そして話し合いの結果、装備を整えて翌朝から雪原を捜索することに決まったのだ。
セイントたちは、少し日が暮れだした雪山で焚き火を囲んでいた。朝からアヤメを捜索していたが、既に雪原には彼女の痕跡は残っておらず、黄昏の寺院の詳しい場所も分からないために捜索は困難をきわめていた。
しかし、結局見つけることができなかった。このまま用意した野営地で夜を明かすことになるだろう。セイントもレジルは寝ずの捜索をすることも出来るだろうが、ユメたちはそうもいかない。それにアヤメを見つけたとして無事かどうかも分からない、拠点を作る必要はどちらにせよあった。
バチ、バチッ。
火に焚べた木の枝が爆ぜる音が響いた。快活なコヅチも、いつもなら場を和ませるユメも言葉を発さず静かだ。そんな中、ゆっくりとナグサが立ち上がった。
「すこし、辺りを歩いてくるね」
それにレジルもついていこうとするが、彼女はそれを断った。
「今は、1人にしてほしい」
「…いいだろう。方位を忘れず、焚き火の煙を目印にしろ。何かあれば信号弾を撃て、ささいなことでもだ」
念押しするレジルにナグサは頷いてこの場を後にした。サクサクと雪をふむ音が小さくなっていく、そしてそれが聞こえなくなってから、ユメが口を開いた。
「…私のせいです」
溢れたのは後悔、顔を覆い俯いた彼女の表情は伺いしれないが、想像はついた。
「あの時、様子がおかしいのはわかってたんです。無理にでも引き留めるべきでした…」
「ユメのせいじゃないさ、それを言うならウチもだよ」
ユメの言葉を遮ったコヅチは星が見える夜空を見上げた。彼女もアヤメの様子には気づいていたようだ。
「アイツが思い詰めてることは知ってた。だから時々ウチに呼んで鉄を叩かせてたんだ、なんだかんだ楽しいって思ってくれたみたいだしさ」
アヤメが自身の作ったアーマーを褒められた時の表情を思えば、その言葉は確かなのだろう。だが、そもそもなぜ百花繚乱の委員長である彼女が太陽堂に顔を出すことになったのだろうか。
「…アヤメちゃんは、どうしてあんなに苦しそうだったのかな」
顔から手を少し離したユメの目は少し赤くなっていた。セイントはゆっくりと彼女の背を撫でる。決して、ユメだけのせいではないのだ。

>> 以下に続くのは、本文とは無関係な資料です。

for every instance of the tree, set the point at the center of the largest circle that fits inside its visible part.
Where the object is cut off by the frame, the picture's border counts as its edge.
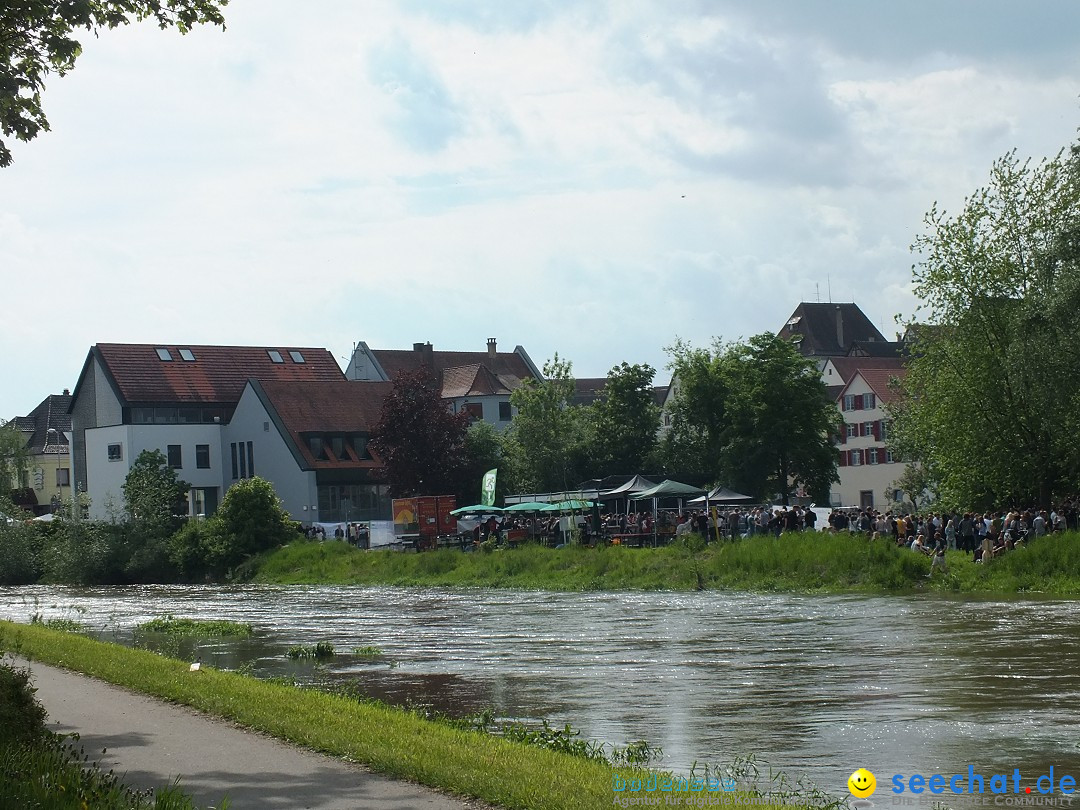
(153, 494)
(251, 520)
(624, 421)
(990, 404)
(781, 420)
(37, 39)
(420, 442)
(547, 440)
(758, 416)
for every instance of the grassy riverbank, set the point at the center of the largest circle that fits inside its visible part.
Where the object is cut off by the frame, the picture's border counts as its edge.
(799, 563)
(391, 741)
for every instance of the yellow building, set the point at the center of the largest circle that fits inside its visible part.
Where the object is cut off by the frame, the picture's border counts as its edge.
(46, 482)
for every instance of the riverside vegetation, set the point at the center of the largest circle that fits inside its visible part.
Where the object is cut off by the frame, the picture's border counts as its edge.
(806, 562)
(510, 771)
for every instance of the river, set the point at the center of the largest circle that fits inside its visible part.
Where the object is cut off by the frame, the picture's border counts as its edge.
(812, 685)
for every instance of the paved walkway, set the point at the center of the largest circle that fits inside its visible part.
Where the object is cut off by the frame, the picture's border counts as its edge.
(151, 743)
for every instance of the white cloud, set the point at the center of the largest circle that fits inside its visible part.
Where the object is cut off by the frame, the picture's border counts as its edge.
(589, 178)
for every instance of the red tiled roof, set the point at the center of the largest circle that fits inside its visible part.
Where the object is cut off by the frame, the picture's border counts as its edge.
(878, 379)
(329, 407)
(509, 366)
(217, 375)
(847, 366)
(471, 380)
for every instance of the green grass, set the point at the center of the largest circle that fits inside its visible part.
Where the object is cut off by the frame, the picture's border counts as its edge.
(801, 563)
(201, 628)
(392, 741)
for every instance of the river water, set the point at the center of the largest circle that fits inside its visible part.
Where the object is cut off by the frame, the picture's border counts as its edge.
(813, 685)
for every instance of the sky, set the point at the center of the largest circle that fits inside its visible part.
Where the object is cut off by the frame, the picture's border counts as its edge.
(594, 179)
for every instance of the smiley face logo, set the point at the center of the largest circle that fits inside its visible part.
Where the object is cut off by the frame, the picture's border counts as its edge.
(862, 783)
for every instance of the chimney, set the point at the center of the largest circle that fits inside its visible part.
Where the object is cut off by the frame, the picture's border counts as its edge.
(427, 354)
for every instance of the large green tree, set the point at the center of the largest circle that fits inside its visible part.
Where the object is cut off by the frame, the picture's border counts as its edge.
(420, 442)
(624, 421)
(38, 38)
(153, 494)
(547, 442)
(758, 415)
(991, 405)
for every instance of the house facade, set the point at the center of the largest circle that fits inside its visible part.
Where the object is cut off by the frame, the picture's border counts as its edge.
(866, 467)
(478, 383)
(179, 401)
(46, 481)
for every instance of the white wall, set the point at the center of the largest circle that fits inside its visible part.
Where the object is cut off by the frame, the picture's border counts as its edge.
(273, 460)
(866, 476)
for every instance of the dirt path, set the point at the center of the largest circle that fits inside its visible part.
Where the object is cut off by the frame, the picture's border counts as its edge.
(150, 743)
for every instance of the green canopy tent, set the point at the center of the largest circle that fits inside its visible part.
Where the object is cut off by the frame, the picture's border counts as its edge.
(666, 488)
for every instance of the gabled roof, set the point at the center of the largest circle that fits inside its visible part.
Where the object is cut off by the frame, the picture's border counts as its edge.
(46, 423)
(848, 366)
(217, 374)
(878, 379)
(475, 379)
(508, 366)
(828, 329)
(319, 407)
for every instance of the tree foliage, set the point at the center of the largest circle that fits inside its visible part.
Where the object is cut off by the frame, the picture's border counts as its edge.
(757, 415)
(548, 440)
(990, 404)
(37, 38)
(624, 421)
(153, 494)
(420, 442)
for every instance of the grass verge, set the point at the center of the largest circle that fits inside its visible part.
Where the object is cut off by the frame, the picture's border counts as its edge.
(801, 563)
(391, 741)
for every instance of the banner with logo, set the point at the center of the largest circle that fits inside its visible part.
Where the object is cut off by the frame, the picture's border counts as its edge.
(487, 488)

「アヤメは、色んな人から頼られてた。ナグサもその1人だよ、幼馴染なんだってさ。アヤメは期待に応え続けたし、それができるヤツだった」
「アイツとはじめて会った時、委員会の銃の整備をしたいからってウチを訪ねてきたんだよ。簡単な整備なんて自分でやらせればいいのにな?」
「でも、アイツは笑って言ってたよ。委員長だからこれくらい、ってな。ピッタリ貼り付けた作り物の笑顔でさ。上手くできた仮面だったけど、ウチは誤魔化されなかった」
人生経験は豊富だったしな?とおどけるコヅチの笑顔はどこか寂しそうだ。
「だから、せっかくなら1から作ってけよって作業場に引っ張ってった。始めは迷惑そうにしてたけど、最近は愚痴を話してくれるくらいにはなってさ」
きっと、彼女は時間をかけてアヤメと向き合っていくつもりだったのだろう。しかし怪異が現れて、百蓮を扱えなかったことで、アヤメは再び現実を突きつけられてしまった。

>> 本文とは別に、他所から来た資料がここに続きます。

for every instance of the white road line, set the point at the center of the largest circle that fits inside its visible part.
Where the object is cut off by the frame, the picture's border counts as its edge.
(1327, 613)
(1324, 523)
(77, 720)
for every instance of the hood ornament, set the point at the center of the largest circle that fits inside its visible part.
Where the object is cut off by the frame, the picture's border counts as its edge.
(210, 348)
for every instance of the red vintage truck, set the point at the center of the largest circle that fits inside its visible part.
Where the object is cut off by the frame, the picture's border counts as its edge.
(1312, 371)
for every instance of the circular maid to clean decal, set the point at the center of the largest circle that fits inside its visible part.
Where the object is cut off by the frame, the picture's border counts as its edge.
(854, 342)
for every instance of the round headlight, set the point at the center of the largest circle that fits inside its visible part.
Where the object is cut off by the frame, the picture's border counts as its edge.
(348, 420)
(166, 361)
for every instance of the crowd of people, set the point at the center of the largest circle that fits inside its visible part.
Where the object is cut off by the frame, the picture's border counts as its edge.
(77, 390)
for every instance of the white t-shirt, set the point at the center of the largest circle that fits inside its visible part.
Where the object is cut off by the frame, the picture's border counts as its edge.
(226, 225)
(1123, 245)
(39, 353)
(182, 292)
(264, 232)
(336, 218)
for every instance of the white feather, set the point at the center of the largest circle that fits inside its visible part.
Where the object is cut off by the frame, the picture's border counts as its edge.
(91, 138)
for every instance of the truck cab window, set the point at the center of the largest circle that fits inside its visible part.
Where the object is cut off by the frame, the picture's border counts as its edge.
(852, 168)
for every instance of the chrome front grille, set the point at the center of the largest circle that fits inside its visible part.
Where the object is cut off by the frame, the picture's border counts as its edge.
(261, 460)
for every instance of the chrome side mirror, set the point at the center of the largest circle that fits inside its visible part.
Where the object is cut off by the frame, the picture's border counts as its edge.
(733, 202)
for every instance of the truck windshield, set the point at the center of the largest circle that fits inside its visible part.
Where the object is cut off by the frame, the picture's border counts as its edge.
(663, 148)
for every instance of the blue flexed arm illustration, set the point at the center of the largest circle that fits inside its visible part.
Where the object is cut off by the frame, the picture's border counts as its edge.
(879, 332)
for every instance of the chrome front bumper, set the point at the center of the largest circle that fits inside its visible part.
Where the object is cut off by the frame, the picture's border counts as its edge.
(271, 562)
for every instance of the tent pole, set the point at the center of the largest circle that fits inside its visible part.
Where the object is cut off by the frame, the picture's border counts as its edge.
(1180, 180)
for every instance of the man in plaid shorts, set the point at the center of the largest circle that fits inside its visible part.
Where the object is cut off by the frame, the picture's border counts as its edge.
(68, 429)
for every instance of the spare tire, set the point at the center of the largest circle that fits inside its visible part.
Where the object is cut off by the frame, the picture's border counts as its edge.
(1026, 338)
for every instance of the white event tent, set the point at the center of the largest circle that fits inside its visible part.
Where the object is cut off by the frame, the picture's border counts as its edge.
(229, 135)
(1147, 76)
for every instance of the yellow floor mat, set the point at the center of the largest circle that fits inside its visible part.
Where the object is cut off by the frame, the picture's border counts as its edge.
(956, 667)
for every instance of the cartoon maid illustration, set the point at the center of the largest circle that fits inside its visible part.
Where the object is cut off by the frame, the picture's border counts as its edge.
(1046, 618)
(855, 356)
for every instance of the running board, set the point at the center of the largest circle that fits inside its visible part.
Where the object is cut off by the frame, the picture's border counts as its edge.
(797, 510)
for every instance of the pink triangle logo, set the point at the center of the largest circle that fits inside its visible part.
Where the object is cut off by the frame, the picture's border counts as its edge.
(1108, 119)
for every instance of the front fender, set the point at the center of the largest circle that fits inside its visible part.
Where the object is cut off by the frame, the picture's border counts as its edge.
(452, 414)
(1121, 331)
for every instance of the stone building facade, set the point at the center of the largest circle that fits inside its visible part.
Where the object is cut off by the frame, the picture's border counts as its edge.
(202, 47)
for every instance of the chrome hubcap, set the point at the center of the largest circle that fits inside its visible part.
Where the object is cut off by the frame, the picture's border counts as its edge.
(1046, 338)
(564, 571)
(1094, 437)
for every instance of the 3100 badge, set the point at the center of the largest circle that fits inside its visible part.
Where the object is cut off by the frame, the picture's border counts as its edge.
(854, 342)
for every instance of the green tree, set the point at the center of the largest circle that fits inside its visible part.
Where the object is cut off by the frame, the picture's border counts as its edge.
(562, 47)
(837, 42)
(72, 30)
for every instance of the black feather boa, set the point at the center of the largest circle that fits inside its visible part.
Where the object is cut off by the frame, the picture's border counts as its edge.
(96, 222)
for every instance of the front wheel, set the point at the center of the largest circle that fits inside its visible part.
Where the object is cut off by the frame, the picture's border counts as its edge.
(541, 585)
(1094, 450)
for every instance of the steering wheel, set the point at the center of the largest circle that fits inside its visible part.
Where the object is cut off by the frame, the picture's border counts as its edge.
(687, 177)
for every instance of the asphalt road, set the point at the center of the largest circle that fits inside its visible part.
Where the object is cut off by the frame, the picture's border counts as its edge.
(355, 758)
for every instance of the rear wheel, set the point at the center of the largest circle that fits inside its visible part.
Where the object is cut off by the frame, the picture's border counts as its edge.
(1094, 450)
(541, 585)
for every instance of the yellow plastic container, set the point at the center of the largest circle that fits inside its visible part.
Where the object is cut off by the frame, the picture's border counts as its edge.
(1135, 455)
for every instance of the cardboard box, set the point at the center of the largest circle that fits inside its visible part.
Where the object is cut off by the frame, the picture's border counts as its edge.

「自分が何をしたいか、今の自分に価値があるのか、求められているのは委員長である自分じゃないのか」
優しさと責任感が彼女を悩ませていたのだろう。そして自信を肯定するために立場を利用した、百花繚乱委員長であるという事実を。しかし、それが崩れ去った。
「百蓮で怪異を倒せなくて、しかもそこでユメが光でソレを倒しちまった。間違ってもユメのせいじゃないが、キッカケとしては十分だったんだろうな」
その言葉にユメは拳を強く握りしめた。彼女の苦しみも少し垣間見たはずなのに、何もできなかった自分に、彼女を絶望の淵に突き落としてしまった自分に怒りが湧いていた。
「コヅチの言う通り、ユメのせいではない」
セイントはゆっくりユメの手を開かせた。ここにいる誰も、彼女だけののせいだとは考えていない。ましてやユメは彼女と会ったばかりなのだ、人の内側など短期間でわかるわけがない。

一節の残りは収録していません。